ニュータイプのユニバーサル点字フォント『Braille Nene』

視覚障害者と簡単にまとめても、その見え方は人それぞれ。ギリギリ視力がある人から何も見えない全盲の人、視野の広さが不十分だったり見える範囲がとても狭かったりと視覚障害者の見え方は多種多様ですが、見えない不自由を抱えている事は皆さん同じ。そんな視覚障害者の不自由さを減らすために黄色い点字ブロックが道路に置かれていたり、音声案内が聞こえて来たりと街中で様々な工夫を見る事ができますが、駅や店で見かける物に併記されている「点字」もその一つ。全盲の人でも点字は指で触って点が打ってある部分を文字としてその単語を読解する事ができるものですが、ひとマスに6個の点を組み合わせて表示される点字は63パターン。ひとマスに点が一つもない「スペース」と呼ばれる点字も併せると64通りの点字が現在日本語表記に使われています。
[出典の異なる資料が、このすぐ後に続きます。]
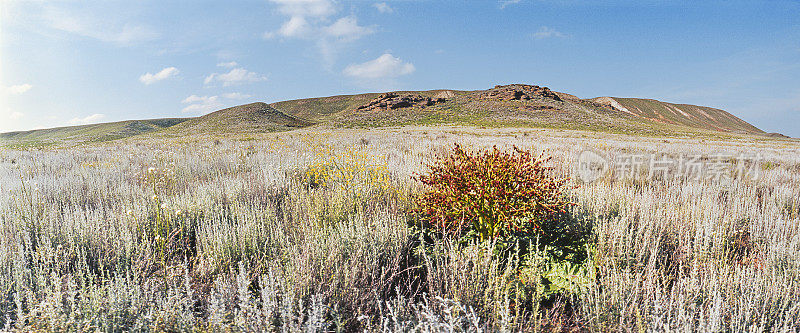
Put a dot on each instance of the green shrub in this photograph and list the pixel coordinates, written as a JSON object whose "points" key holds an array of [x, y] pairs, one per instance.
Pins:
{"points": [[490, 194]]}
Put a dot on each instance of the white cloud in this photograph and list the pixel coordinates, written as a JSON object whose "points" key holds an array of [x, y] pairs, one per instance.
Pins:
{"points": [[227, 64], [236, 95], [103, 29], [297, 26], [505, 3], [546, 32], [18, 89], [149, 78], [310, 20], [309, 8], [346, 28], [383, 8], [201, 104], [235, 76], [88, 119], [385, 66]]}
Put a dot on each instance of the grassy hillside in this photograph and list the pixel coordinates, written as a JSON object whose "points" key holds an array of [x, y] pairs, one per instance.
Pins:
{"points": [[254, 117], [326, 108], [86, 133], [681, 114], [514, 105]]}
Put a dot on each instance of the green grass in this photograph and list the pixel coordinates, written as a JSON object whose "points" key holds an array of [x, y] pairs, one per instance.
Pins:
{"points": [[85, 133]]}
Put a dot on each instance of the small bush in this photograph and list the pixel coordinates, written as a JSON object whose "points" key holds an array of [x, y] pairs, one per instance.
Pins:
{"points": [[490, 194]]}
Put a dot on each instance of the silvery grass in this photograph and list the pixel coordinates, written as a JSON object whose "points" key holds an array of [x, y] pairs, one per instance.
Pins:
{"points": [[267, 252]]}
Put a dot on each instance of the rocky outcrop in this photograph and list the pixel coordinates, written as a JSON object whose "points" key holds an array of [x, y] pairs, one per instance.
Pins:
{"points": [[391, 101], [519, 92], [445, 94]]}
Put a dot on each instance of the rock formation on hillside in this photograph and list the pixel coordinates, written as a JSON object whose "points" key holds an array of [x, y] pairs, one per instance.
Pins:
{"points": [[518, 92], [390, 101], [445, 94]]}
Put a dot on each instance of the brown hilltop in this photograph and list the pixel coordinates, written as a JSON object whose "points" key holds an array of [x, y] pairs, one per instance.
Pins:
{"points": [[519, 92], [391, 101]]}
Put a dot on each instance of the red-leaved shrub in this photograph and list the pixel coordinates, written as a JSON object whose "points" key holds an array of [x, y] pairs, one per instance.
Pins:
{"points": [[490, 193]]}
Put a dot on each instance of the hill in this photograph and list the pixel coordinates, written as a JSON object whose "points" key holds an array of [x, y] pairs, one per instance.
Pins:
{"points": [[86, 133], [254, 117], [517, 105], [680, 114]]}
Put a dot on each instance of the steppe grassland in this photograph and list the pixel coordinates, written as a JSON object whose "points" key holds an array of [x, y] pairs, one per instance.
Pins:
{"points": [[311, 228]]}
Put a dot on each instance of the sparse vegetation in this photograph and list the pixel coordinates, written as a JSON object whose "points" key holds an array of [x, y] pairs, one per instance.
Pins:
{"points": [[307, 230]]}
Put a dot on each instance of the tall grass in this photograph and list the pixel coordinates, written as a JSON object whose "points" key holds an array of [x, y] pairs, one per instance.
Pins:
{"points": [[309, 231]]}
この点字、一文字が6個の点の組み合わせでできているので点字に慣れている人なら指で触って一つの点字にどの仮名や記号を示しているか一目で分かるのですが視力に異常のない、いわゆる「晴眼者」にとっては点字というのは謎の記号と感じている人も多いはず。

「Braille Neue」はデザイナーのKosuke Takahashiさんが開発した「目で読む事ができる点字フォント」。Takahashiさんは「1日1つ発明する」というモットーで活動をしており、この目で読む事ができる点字フォントもその一環。開発したきっかけは「自分が点字が読めず理解出来なかったから」という非常にシンプルな考えからなのですが、それだけ晴眼者にとって点字は身近ではない存在。視覚に関係する福祉関連の職場などでもないとなかなか普段から接するチャンスのない点字ですが、缶や紙パックの酒類や食材、洗剤などの日用品類に至るまで日常生活のどこかに必ず点字は存在しています。視覚障害者の誤飲や誤食などのトラブルを防ぐ為、視覚障害があっても生活の不便をなくす為の身近な存在なのに、文字を目で読める人は点字に触れる事が少ないままなのが現実。点字とは視覚障害者専用の文字となってしまっているのです。
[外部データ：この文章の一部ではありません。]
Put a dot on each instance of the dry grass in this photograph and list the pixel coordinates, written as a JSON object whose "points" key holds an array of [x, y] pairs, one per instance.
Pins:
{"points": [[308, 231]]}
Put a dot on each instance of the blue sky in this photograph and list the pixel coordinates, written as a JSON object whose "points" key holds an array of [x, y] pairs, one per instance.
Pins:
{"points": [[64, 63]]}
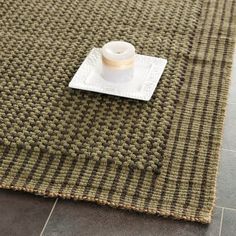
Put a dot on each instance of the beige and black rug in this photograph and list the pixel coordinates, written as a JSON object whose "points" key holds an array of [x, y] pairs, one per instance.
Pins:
{"points": [[157, 157]]}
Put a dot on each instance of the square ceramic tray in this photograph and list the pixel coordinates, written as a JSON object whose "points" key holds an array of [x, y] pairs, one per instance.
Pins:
{"points": [[147, 73]]}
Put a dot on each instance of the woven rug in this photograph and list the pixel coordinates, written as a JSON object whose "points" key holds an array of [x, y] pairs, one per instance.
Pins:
{"points": [[157, 157]]}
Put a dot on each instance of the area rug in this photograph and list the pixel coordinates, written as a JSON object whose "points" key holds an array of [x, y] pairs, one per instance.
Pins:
{"points": [[157, 157]]}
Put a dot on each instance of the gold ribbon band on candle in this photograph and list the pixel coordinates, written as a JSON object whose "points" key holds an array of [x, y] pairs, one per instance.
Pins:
{"points": [[118, 64]]}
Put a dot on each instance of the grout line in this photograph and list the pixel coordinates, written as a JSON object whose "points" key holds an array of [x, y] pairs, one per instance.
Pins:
{"points": [[227, 208], [229, 150], [221, 221], [45, 225]]}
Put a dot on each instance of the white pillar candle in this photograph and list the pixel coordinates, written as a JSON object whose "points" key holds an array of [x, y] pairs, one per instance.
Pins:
{"points": [[118, 61]]}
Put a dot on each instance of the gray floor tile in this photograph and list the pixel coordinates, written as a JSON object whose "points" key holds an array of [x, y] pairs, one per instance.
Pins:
{"points": [[226, 184], [229, 223], [229, 137], [22, 214], [86, 219]]}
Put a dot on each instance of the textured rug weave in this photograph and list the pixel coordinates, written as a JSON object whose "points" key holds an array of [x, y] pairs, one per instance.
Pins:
{"points": [[157, 157]]}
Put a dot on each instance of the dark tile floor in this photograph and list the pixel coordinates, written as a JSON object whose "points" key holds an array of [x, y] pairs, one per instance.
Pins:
{"points": [[24, 214]]}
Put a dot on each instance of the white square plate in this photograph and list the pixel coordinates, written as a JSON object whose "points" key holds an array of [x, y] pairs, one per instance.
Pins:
{"points": [[147, 73]]}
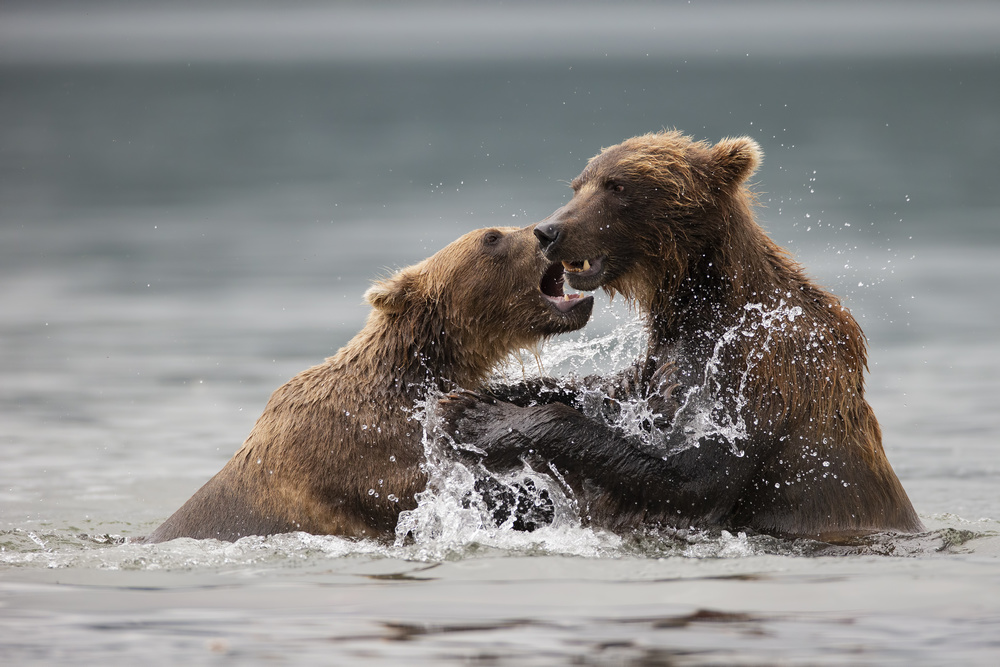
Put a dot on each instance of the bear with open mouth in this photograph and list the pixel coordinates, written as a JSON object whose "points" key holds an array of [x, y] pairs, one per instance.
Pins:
{"points": [[337, 450], [757, 374]]}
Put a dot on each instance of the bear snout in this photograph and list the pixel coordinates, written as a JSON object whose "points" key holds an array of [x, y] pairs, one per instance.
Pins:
{"points": [[548, 233]]}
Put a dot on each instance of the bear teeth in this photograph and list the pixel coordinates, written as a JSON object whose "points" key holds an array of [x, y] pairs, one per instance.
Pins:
{"points": [[576, 267]]}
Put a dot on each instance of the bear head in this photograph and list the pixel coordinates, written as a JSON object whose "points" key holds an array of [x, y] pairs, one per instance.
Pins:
{"points": [[643, 208], [490, 292]]}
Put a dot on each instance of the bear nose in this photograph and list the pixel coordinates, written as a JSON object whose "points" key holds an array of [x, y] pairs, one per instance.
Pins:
{"points": [[547, 234]]}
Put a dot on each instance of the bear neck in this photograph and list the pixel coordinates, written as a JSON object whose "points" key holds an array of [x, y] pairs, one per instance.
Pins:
{"points": [[712, 291], [415, 352]]}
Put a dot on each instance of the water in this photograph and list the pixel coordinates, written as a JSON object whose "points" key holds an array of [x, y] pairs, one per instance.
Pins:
{"points": [[177, 239]]}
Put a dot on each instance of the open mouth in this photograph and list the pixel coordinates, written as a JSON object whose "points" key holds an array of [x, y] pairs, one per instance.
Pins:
{"points": [[584, 268], [552, 289]]}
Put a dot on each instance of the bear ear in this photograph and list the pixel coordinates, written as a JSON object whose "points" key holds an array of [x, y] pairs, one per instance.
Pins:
{"points": [[736, 158], [394, 294]]}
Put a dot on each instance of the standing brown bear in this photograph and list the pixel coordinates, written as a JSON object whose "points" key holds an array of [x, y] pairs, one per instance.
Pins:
{"points": [[755, 374], [337, 450]]}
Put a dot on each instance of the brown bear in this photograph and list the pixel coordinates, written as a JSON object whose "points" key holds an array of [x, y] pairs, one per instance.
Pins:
{"points": [[337, 450], [755, 373]]}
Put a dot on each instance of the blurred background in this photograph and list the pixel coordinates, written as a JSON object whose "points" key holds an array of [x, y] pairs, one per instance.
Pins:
{"points": [[193, 198]]}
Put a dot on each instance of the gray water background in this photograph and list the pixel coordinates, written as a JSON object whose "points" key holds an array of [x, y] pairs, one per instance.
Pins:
{"points": [[190, 211]]}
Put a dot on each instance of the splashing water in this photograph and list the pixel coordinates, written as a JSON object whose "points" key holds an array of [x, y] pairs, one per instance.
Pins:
{"points": [[451, 514], [704, 411]]}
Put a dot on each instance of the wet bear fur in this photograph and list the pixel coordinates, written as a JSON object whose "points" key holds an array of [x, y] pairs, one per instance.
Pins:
{"points": [[337, 449], [667, 222]]}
そんな点字をもっと身近に、みんなが読めるものにと開発されたのが「Braille Neue」と呼ばれる新しい点字を意味があるドイツ語。インクなどで書かれる「墨字」と点字を融合させる事で別々だった点字と墨字の文字情報の世界を一つに繋ぐ事ができるのでは……「たった1つの言語や、1つの文字で、今までよりたくさんの世界の人とつながることができるのだとしたら、それはとても素敵な機会だと思う」というTakahashiさんの熱い願いは現在新しい形のユニバーサルフォントとして形になりつつあります。

現在、「Braille Neue」は片仮名とアルファベットを主軸に開発中との事。「今後は平仮名や他の国の言葉にも対応できるようにプロジェクトを進めています。ただ、このプロジェクトはフォント制作が1番の目的ではなく、点字と墨字が一体になったフォントを、一般社会にも広げていくことが目的(Takahashiさん)」という事でツイッター上で届いた意見などをもとに改良を重ねています。
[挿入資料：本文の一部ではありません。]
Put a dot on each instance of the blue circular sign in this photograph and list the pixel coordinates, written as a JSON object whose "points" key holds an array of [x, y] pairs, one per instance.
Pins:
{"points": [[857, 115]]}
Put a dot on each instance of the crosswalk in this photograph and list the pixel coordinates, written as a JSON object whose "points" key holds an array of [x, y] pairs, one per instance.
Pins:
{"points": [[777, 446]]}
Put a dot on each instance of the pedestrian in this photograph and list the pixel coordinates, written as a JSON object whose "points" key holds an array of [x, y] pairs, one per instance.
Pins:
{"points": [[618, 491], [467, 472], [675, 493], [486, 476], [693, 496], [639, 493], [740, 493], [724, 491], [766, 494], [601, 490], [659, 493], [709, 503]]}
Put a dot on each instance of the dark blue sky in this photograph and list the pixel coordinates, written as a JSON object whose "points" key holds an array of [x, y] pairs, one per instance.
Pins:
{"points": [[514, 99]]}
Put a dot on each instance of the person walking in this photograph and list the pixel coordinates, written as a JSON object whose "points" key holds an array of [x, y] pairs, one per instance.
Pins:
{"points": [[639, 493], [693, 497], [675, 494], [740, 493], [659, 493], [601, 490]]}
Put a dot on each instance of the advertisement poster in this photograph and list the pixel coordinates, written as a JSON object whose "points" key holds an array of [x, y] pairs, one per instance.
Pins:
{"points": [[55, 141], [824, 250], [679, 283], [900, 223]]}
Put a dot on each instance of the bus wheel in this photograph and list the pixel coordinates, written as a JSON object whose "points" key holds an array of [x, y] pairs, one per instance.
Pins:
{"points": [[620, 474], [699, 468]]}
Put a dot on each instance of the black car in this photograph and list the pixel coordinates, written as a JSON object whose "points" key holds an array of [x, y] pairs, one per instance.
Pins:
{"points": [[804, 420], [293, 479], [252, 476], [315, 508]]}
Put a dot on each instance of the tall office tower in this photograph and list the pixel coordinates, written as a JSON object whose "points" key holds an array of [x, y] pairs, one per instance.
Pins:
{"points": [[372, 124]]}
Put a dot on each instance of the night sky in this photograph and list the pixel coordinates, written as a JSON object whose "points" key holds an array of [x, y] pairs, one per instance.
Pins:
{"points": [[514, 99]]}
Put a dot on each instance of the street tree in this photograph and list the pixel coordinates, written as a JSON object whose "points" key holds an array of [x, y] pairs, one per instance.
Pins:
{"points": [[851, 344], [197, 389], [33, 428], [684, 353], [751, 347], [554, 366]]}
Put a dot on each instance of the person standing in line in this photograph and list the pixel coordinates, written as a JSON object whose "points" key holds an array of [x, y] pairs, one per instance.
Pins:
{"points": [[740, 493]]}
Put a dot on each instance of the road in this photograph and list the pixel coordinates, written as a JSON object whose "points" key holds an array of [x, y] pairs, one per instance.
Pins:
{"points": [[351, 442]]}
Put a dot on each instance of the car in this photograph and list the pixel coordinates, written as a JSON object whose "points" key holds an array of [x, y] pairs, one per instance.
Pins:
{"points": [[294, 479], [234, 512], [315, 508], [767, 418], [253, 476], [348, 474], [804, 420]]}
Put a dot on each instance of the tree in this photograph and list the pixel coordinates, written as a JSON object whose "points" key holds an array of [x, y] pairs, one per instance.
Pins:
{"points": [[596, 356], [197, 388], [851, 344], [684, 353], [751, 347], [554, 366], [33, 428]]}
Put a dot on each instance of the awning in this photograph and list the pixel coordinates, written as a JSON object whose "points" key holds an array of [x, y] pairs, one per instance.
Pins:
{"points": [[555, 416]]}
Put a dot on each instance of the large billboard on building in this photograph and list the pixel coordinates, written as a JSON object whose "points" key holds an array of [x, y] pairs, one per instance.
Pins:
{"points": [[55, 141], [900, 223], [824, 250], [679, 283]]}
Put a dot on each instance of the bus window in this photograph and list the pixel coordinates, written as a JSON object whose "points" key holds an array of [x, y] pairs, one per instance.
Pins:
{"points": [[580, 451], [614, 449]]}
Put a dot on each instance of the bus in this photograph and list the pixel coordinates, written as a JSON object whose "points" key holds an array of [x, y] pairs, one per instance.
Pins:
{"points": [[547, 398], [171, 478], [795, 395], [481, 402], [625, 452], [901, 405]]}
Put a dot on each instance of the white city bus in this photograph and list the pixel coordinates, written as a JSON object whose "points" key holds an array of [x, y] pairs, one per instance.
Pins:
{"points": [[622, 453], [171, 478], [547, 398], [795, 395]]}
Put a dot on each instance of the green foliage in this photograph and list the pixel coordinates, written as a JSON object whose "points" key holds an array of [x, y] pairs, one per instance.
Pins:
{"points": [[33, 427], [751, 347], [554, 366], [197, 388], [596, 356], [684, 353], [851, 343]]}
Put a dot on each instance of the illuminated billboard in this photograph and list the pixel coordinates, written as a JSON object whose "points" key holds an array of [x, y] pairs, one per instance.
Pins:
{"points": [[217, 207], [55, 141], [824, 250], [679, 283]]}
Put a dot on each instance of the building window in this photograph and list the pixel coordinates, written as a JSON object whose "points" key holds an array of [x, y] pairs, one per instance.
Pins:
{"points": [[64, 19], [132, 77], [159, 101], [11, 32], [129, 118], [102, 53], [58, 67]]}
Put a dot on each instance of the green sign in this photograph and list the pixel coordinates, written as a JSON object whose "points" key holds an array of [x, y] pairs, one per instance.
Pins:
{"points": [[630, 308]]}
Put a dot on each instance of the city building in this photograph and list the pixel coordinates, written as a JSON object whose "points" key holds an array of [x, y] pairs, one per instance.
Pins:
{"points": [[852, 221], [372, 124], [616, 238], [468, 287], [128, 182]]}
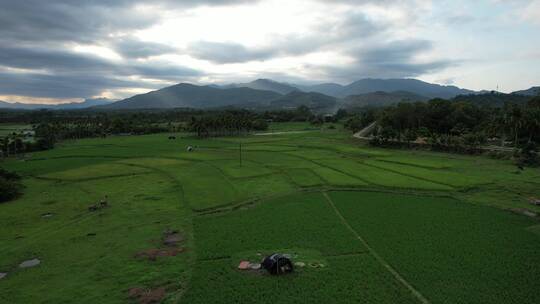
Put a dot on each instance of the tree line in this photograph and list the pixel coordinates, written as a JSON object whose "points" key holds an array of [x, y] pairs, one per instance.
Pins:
{"points": [[459, 126]]}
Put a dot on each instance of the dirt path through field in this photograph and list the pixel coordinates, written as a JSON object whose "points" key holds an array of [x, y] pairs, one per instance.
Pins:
{"points": [[379, 259]]}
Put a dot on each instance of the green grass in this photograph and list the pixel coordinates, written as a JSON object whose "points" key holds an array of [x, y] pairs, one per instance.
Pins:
{"points": [[449, 249], [8, 129], [466, 251], [304, 177]]}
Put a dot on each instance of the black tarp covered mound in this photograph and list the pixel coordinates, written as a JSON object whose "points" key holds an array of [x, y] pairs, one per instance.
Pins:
{"points": [[277, 264]]}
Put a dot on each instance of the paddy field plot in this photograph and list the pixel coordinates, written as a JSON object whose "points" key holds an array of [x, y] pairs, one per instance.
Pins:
{"points": [[442, 223]]}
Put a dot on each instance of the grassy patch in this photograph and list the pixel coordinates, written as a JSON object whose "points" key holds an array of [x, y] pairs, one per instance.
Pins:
{"points": [[449, 249]]}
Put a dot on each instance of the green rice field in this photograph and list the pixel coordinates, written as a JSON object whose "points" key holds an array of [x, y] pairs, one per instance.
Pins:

特に苦労した点をお聞きしたところ、「点字のルールと墨字のルールは全く異なる事が多く、点字としてまとめるのはかなり大変でした。目でも、指でも読みやすいバランスを整える作業が一番長かったように思います。その上、点字の広い世界には数符、外字符、略表記といった墨字にない考えもあったりと、まだまだ解決できていない問題は山積しています。」と苦労を語って頂きました。

ツイッター上ではロービジョン(弱視)の為に文字の色をハイコントラストにした方がもっと良い、文字の間隔なども改良の余地があるした方がもっと良いなど様々な意見が寄せられています。また、ディスレクシア(知能に問題はないが文字の認知機能に関わる障害など)の人にとっては一文字の中に点字の点が入っている為読解できるという意見も。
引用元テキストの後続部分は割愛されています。